Posted By: CC on 2009-03-11
In Reply to: INCREASING PRODUCTIVITY!! - SPIRIT328

You said you had worked for 2 places but you didn't say how many years of actual hands-on TRANSCRIPTION FOR SERVICE experience you have (that's all they care about so trash the rest of your attributes on your resume).  Five years or more lands you a job pretty easy, within a month or two.  Less than that, not so much. 

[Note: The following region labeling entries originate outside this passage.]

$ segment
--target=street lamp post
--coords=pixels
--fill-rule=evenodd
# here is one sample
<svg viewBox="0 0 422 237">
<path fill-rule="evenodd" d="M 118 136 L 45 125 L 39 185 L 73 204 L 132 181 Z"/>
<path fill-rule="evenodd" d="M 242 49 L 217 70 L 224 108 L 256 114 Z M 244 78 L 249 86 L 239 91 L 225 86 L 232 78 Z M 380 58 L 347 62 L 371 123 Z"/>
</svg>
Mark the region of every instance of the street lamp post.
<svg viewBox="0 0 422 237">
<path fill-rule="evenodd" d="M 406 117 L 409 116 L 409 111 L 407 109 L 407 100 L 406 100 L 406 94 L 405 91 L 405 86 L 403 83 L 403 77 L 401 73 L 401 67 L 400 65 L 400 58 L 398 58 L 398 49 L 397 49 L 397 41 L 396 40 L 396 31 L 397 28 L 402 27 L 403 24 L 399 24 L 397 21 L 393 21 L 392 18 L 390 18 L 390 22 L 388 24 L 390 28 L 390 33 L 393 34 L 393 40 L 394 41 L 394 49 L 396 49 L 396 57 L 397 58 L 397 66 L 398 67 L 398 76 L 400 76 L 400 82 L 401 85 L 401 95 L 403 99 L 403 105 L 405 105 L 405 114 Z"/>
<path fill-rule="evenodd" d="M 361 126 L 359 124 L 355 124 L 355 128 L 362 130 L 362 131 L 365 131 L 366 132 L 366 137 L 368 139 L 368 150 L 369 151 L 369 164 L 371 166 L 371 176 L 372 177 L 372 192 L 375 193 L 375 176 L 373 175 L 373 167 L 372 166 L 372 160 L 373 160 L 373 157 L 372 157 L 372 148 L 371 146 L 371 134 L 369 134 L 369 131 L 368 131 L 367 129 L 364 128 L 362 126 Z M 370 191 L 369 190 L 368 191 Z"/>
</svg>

There are hundreds of variables here, but let's say you like your job, you have plenty of work, want to stay there, but you just need to make more money.  The first thing you need to realize is this is going to take time - but you need to get started on honing your skills now.  What that means is learning quick references, whether it is google, Dorland's medical dictionary, etc.  What is the fastest way to find the information?  If your company uses a platform where you can pull down the previous report on that patient, that is what you do and see if you can find the answer.  If it is an ESL doctor, just pull down previous reports by that provider, i.e., you may be looking for some he says really fast in the exam, review of systems, whatever.  It should be there.  Give your search a reasonable amount of time - especially if you are having to reference a lot that day, and then ask yourself 2 questions.  Am I going to find this in the next 10 minutes?  You don't think so - it should go to QA.  Don't waste any more time on it.  The second question is, will the Editor instantly know what this is?  Will she have trouble?  If so, the blank you left was valid, don't waste any more time on it.

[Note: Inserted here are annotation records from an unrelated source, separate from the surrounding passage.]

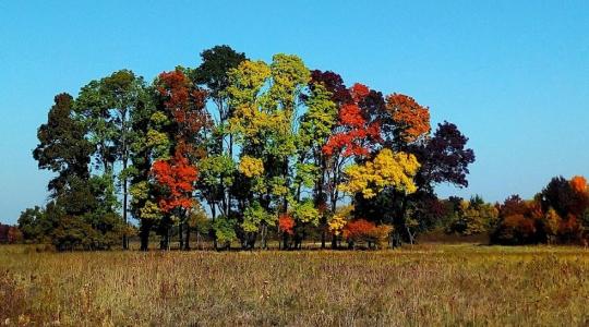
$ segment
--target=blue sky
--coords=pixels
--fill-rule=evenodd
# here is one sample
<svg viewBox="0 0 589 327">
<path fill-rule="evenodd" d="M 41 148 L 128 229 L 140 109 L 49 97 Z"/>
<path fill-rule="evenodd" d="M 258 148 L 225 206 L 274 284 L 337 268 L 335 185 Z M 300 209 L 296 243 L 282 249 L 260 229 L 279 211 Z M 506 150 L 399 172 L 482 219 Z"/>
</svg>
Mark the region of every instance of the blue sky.
<svg viewBox="0 0 589 327">
<path fill-rule="evenodd" d="M 299 55 L 405 93 L 477 154 L 442 196 L 531 197 L 589 175 L 589 1 L 0 1 L 0 221 L 46 201 L 31 156 L 53 95 L 131 69 L 151 81 L 227 44 Z"/>
</svg>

Know that you will be very lucky to have an editor mentor you at all!!  They don't want to.  It is not their job.  That is work they do not get paid for.  How would you like to do typing you did not get paid for.  Remember this.  You can, however, try to develop friendships with them.  Even if some of them do act like angry school marms, do not arque with them.  You never know, they may be the one doing your next audit.  I have been lucky enough to have 1 editor who told me to e mail her at any time.  Not to chat or gossip - only the report question in a simple one or two sentence question that requires a one or two sentence answer.  Do not abuse this favor.  Make those requests as seldom as possible - if you think you are doing the same thing wrong over and over again.

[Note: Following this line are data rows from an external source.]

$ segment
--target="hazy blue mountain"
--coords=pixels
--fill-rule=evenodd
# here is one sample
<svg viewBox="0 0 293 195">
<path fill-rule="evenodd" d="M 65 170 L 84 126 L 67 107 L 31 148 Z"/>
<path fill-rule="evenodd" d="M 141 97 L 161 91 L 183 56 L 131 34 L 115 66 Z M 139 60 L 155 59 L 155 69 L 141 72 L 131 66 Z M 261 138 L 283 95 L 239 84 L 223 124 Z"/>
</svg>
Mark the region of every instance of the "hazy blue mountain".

Lastly.  To begin with, do not worry as much about templates as words, unless of course the template is going to make your life much easier every day.  Think about the words that you use in almost all reports.  The patient- tp in exander.  You may use the same headings over and over.  Expand those.  Expand extremely long words.  Hepatosplenomegaly - hepato.  TRY NOT to use one or two letter expanders, as eventually this WILL catch up to you and you will have to change them and remember them all over again.  Make sure you expand all the words and phrases you can use in each and every report.  This is going to take years - not months.  Expand them at the time you are using them in the report and write them down for reference until you are familiar - don't make this too extensive.  In the next one to two years your line count should increase by 20-25%.  This is called experience.  You build your skills, your references, your contacts, and your Expanders - anything that makes you faster, more productive, and more money.  Hope this helps.